As the group’s fan base has grown, it’s become less practical to bring the entire audience onstage. But The Mowgli’s have found other ways to amplify the communal goodwill that has become their hallmark. They’re active supporters of initiatives such as charity: water, which brings safe, clean drinking water to people in developing nations and the Ally Coalition, which promotes GLBTQ equality. And on the Mowgli’s current Random Acts of Kindness tour, supporting their major-label debut LP Waiting for the Dawn, they’ve incorporated a new level of social engagement into their shows.

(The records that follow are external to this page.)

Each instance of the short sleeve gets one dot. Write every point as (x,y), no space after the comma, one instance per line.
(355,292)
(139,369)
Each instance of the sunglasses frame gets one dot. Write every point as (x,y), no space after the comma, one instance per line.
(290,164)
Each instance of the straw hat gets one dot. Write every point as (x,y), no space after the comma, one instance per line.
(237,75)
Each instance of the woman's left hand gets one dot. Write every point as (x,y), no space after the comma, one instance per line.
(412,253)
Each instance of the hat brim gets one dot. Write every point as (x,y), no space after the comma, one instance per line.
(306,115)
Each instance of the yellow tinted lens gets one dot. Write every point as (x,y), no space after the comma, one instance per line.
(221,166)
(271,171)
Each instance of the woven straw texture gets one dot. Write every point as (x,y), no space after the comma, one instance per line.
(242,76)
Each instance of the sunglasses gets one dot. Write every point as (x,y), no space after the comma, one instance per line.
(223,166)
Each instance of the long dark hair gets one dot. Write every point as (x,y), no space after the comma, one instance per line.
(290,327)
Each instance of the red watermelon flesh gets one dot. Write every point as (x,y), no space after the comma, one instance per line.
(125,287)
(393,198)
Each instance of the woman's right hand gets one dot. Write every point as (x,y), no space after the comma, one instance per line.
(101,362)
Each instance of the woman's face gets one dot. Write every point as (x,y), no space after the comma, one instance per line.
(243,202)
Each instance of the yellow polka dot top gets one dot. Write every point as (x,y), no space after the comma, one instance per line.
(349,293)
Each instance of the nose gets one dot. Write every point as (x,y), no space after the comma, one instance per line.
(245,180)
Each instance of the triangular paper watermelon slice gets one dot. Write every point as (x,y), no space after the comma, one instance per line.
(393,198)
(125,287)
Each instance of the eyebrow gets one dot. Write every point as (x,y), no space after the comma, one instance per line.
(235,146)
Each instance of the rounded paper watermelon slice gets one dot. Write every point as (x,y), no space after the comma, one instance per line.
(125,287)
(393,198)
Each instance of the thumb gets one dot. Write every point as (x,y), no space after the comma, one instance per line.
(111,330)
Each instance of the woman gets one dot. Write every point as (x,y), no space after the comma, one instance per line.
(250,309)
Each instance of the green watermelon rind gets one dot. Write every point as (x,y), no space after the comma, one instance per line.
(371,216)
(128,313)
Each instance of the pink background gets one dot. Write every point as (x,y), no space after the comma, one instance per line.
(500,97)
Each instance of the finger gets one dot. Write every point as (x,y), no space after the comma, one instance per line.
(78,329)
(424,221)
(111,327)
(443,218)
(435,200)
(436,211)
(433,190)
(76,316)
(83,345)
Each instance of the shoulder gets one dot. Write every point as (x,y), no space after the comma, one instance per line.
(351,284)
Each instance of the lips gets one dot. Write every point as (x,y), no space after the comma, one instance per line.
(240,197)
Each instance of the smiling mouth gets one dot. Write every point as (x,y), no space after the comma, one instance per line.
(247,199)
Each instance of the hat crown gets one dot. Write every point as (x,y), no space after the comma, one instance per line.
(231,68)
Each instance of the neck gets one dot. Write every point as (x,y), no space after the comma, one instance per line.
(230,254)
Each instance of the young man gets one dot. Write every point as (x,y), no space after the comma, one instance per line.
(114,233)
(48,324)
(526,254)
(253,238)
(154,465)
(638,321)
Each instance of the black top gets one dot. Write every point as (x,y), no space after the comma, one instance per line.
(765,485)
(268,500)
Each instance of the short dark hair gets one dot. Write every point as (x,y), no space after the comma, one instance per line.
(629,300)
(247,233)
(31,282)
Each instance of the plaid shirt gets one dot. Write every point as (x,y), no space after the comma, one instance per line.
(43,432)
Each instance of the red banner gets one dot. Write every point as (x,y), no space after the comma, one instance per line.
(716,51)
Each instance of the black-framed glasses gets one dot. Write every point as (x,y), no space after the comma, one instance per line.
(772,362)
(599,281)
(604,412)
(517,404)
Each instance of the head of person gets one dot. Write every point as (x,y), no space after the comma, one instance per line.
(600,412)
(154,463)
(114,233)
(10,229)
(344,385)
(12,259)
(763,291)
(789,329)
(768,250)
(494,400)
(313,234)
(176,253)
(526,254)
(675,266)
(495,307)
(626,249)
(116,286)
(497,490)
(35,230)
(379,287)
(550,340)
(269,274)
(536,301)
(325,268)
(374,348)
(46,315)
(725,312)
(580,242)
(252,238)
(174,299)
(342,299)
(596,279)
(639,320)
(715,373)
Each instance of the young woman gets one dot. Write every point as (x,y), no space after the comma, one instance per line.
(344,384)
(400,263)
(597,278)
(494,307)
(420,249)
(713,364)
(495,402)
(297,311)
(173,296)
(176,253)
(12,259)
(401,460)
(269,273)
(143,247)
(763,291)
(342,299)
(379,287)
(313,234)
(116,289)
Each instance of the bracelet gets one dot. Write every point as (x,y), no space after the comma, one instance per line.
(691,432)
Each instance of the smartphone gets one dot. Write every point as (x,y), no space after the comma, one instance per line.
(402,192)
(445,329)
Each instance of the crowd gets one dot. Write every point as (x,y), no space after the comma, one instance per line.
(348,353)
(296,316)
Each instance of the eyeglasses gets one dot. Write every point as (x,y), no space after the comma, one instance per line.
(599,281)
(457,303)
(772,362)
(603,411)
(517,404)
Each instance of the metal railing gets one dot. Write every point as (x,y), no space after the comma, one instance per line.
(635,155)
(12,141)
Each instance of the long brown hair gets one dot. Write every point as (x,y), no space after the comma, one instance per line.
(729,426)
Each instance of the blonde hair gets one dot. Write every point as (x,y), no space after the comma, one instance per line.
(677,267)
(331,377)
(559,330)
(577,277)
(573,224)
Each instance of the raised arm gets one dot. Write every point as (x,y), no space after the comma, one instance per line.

“In every city there’s essentially a food drive,” Appelbaum says. “We ask people to bring canned goods and such to the show, and they get donated to shelters across America. At each show, the person who brings the most gets a meet and greet with the band. And it’s great, because a lot of people do bring stuff. Last night in St. Louis someone brought 500 cans. It was insane!”
Onstage, Appelbaum adds to the Mowgli’s huge, harmonious din with his Yamaha Motif XF8. “It’s a beast of a keyboard, and I love it!” he says. “I use it for every single show we play. It hasn’t hit the studio yet, but it’ll be on the next record for sure. I grew up playing piano, so I wanted something with a great piano sound—and Yamaha can always say they have the best keyboard piano sound. That’s important, because that’s really where the instrument comes from.”
He’s also a fan of the keyboard’s more advanced features: “The LCD screen is great, and the fact that you can customize the sounds. I can split the keyboard, or use like four patches simultaneously in one performance mode. I can have my whole set list mapped out on the XF8, with all the songs ready to go.”
The Mowgli’s look forward to bringing their music and message to new ears in 2014. “We’ll be back on the road almost for sure,” David says. “I think we have a few festivals booked for next spring and summer. And we haven’t gone overseas yet, but I really hope we do soon.”
Regardless of the itinerary, the band will be spreading its positive point of view along the way.
“It’s become more apparent lately, with the bigger shows we’ve played, that it really has affected people in a positive way,” Appelbaum says. “Before, when we were just playing to our friends, it was fun, and everyone was having a good time playing in a rock and roll band. It’s still like that, but now people send really nice letters or bring gifts, and they cry, and they say, ‘Oh, I listened to this when I was going through a really rough period in my life.’ Like I said, our message is clear and simple. It’s third-grade philosophy, but you forget it: Just try to be good to other people, and find a way to be happy. If you can do those two things, you’ll probably be pretty successful in life.”